You should be able to translate the rest into code fairly easily. I'm running out of time atm and will write out a simple solution when I can.

Answer 2

Following up on @TinFoilPancakes answer and heavily using using WolframAlpha to simplify the formulae, I've come up with the following pseudocode, well C# code actually that I've commented somewhat:

The Ball class has the following properties:

public double X;
public double Y;
public double Xvel;
public double Yvel;
public double Radius;

The algorithm:

public double TimeToCollision(Ball other)
{
    double distance = (Radius + other.Radius) * (Radius + other.Radius);
    double a = (Xvel - other.Xvel) * (Xvel - other.Xvel) + (Yvel - other.Yvel) * (Yvel - other.Yvel);
    double b = 2 * ((X - other.X) * (Xvel - other.Xvel) + (Y - other.Y) * (Yvel - other.Yvel));
    double c = (X - other.X) * (X - other.X) + (Y - other.Y) * (Y - other.Y) - distance;
    double d = b * b - 4 * a * c;
    // Ignore glancing collisions that may not cause a response due to limited precision and lead to an infinite loop
    if (b > -1e-6 || d <= 0)
        return double.NaN;
    double e = Math.Sqrt(d);
    double t1 = (-b - e) / (2 * a);    // Collison time, +ve or -ve
    double t2 = (-b + e) / (2 * a);    // Exit time, +ve or -ve
    // b < 0 => Getting closer
    // If we are overlapping and moving closer, collide now
    if (t1 < 0 && t2 > 0 && b <= -1e-6)
        return 0;
    return t1;
}

The method will return the time that the Balls collide, which can be +ve, -ve or NaN, NaN means they won't or didn't collide.

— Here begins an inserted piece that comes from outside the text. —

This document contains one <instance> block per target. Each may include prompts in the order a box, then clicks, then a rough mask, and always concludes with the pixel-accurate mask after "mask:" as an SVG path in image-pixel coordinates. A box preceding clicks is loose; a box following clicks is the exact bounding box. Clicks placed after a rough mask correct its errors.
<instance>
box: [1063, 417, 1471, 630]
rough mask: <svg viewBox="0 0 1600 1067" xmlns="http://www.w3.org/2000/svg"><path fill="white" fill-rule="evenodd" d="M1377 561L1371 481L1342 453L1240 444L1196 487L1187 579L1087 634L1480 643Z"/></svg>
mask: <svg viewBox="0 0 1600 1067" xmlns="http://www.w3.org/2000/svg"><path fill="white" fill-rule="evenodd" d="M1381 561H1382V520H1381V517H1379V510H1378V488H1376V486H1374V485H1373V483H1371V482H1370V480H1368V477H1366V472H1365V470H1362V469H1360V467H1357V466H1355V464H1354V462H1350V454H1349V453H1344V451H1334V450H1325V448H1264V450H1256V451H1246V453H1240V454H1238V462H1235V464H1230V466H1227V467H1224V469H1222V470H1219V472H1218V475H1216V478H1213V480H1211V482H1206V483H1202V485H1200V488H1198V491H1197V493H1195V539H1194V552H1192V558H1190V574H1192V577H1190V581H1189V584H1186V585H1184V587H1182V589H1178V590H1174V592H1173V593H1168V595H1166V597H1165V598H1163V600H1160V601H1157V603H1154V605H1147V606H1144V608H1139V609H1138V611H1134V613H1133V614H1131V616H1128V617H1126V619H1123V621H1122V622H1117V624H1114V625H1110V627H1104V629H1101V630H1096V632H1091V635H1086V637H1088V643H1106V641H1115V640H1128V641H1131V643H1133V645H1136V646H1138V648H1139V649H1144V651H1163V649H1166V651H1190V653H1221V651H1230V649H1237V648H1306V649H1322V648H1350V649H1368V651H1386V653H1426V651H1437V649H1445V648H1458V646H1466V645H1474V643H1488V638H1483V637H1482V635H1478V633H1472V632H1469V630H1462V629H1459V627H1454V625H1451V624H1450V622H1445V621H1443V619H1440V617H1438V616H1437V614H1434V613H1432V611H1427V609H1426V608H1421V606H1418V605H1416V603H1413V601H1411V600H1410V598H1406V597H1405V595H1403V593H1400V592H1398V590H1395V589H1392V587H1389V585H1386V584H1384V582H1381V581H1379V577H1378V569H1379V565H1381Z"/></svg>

Further points to note are, we can check the discriminant against <zero to bail out early which will be most of the time, and avoid the Sqrt. Also since I'm using this in a continuous collision detection system, I'm ignoring collisions (glancing) that will have little or no impact since it's possible the response to the collision won't change the velocities and lead to the same situation being checked infinitely, freezing the simulation.

The 'b' variable can used for this check since luckily it's similar to the dot product. If b is >-1e-6 ie. they're not moving closer fast enough we return NaN, ie. they don't collide. You can tweak this value to avoid freezes, smaller will allow closer glancing collisions but increase the chance of a freeze when they happen like when a bunch of circles are packed tightly together. Likewise to avoid Balls moving through each other we signal an immediate collison if they're already overlapping and moving closer.